Il est possible que, chez nous, beaucoup de curés se soient reposés volontiers, jadis, sur le maître ou la maîtresse d’école du soin de faire apprendre aux enfans le catéchisme, qu’ils se soient bornés à exercer à cet égard une surveillance parfois un peu indolente. La loi nouvelle les a réveillés et stimulés ; l’Église a senti le danger qui la menaçait et, du haut en bas de sa hiérarchie, elle s’est appliquée à y faire face. Le résultat aura donc été de substituer, pour la pédagogie spirituelle, un ministre du culte, dont la responsabilité est fortement en jeu, dont l’amour-propre est piqué au vif, à un éducateur civil qui, très certainement, n’y apportait pas la même ardeur. Est-ce bien là le but que s’étaient proposé les législateurs de ces dernières années ?

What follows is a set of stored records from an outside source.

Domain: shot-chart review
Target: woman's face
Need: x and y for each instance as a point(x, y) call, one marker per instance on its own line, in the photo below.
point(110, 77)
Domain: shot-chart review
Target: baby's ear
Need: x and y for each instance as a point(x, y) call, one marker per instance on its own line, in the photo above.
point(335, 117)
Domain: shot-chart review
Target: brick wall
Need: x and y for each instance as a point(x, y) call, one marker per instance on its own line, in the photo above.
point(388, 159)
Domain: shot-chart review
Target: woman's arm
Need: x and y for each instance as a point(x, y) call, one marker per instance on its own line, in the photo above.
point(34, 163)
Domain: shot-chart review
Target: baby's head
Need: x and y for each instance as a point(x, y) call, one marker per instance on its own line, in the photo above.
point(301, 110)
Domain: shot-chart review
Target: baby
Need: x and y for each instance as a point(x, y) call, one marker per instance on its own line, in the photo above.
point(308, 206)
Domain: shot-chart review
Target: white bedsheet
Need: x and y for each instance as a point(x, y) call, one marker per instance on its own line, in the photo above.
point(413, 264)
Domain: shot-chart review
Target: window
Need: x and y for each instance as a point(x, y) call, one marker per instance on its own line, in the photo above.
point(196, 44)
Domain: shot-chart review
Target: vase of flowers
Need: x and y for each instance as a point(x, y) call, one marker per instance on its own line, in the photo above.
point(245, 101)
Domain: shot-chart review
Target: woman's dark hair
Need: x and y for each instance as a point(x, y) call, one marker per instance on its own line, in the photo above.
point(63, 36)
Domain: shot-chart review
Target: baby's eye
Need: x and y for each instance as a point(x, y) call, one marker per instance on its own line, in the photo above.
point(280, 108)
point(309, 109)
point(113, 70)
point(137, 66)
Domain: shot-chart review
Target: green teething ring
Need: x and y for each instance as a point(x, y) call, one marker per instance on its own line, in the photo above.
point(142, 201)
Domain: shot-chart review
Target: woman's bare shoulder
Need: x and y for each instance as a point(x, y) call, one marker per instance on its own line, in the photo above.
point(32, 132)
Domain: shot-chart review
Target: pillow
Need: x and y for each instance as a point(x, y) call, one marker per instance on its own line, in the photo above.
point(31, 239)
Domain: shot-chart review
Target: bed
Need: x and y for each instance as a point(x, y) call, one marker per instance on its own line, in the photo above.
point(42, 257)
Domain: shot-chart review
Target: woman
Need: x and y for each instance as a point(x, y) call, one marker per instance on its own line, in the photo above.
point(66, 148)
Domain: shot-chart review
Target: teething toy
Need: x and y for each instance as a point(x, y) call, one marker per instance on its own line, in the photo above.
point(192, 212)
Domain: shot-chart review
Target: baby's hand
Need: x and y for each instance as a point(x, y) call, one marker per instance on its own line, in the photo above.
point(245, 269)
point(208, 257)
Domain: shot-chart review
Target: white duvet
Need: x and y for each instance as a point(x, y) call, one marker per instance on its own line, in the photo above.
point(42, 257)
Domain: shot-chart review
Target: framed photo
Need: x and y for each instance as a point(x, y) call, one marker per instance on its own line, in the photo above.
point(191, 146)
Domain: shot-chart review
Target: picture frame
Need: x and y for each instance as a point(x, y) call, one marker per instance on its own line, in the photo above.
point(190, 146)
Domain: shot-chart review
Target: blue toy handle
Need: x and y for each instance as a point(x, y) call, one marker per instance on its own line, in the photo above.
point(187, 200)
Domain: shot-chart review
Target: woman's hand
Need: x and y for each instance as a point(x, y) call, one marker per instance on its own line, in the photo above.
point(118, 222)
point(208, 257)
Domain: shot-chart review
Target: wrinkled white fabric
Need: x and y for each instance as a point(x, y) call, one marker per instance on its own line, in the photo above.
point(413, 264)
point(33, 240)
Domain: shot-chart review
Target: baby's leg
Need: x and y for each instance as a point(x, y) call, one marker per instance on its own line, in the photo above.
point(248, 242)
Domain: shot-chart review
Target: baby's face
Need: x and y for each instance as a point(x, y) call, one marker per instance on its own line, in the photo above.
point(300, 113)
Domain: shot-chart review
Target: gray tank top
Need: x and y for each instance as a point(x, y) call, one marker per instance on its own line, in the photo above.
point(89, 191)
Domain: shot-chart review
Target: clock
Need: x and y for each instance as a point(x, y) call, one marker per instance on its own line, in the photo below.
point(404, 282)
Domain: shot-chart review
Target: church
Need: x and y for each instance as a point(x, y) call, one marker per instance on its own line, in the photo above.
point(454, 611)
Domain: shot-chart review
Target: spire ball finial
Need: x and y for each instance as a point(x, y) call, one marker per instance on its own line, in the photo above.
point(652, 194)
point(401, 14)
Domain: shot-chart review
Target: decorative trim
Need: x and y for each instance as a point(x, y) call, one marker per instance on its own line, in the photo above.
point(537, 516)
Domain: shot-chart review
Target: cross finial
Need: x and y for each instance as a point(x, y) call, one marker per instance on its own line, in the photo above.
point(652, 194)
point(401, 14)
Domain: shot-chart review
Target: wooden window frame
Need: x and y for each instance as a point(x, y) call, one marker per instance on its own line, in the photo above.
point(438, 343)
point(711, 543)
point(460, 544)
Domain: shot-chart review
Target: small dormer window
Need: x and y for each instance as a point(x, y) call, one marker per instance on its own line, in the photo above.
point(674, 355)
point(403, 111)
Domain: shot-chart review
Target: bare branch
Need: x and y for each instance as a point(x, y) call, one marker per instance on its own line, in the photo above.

Quant à la neutralité rêvée, la pratique en apparaît hérissée de difficultés insolubles. Un enseignement primaire, ne pouvant être que l’exposé de conclusions très simples, consiste à faire connaître aux jeunes Français de sept à treize ans ces élémens qui, dans chaque science humaine, sont d’un accord commun. Il s’arrête au point où la controverse commence ; mais en morale, où la controverse commence dès le début, comment le magister qui ne peut s’empêcher de parler morale, puisque cette science figure en tête du programme scolaire, s’y prendra-t-il pour en parler avec la laïcité légale ? Cette situation a frappé de hauts esprits contemporains, placés pourtant à grandes distances les uns des autres dans l’horizon politique. En pratique, l’instituteur enseigne la morale populaire courante du XIXe siècle ; il n’en pourrait enseigner d’autre, ni même élever des doutes philosophiques sur celle-là, sans soulever des réclamations unanimes et sans risquer de perdre sa place. Et cette morale n’est autre que la pure morale chrétienne, moins le Christ ; la majorité, qui a voulu l’école neutre, ne permettrait donc pas qu’elle le demeurât ici. Ce sacrifice aux usages n’a pas été le seul. Dans les départemens, dans les localités où les électeurs sont à la fois républicains et religieux, l’opinion a été plus forte que la législation ; on a dû fermer les yeux, encourager même l’enseignement du catéchisme fait en classe par le maître officiel.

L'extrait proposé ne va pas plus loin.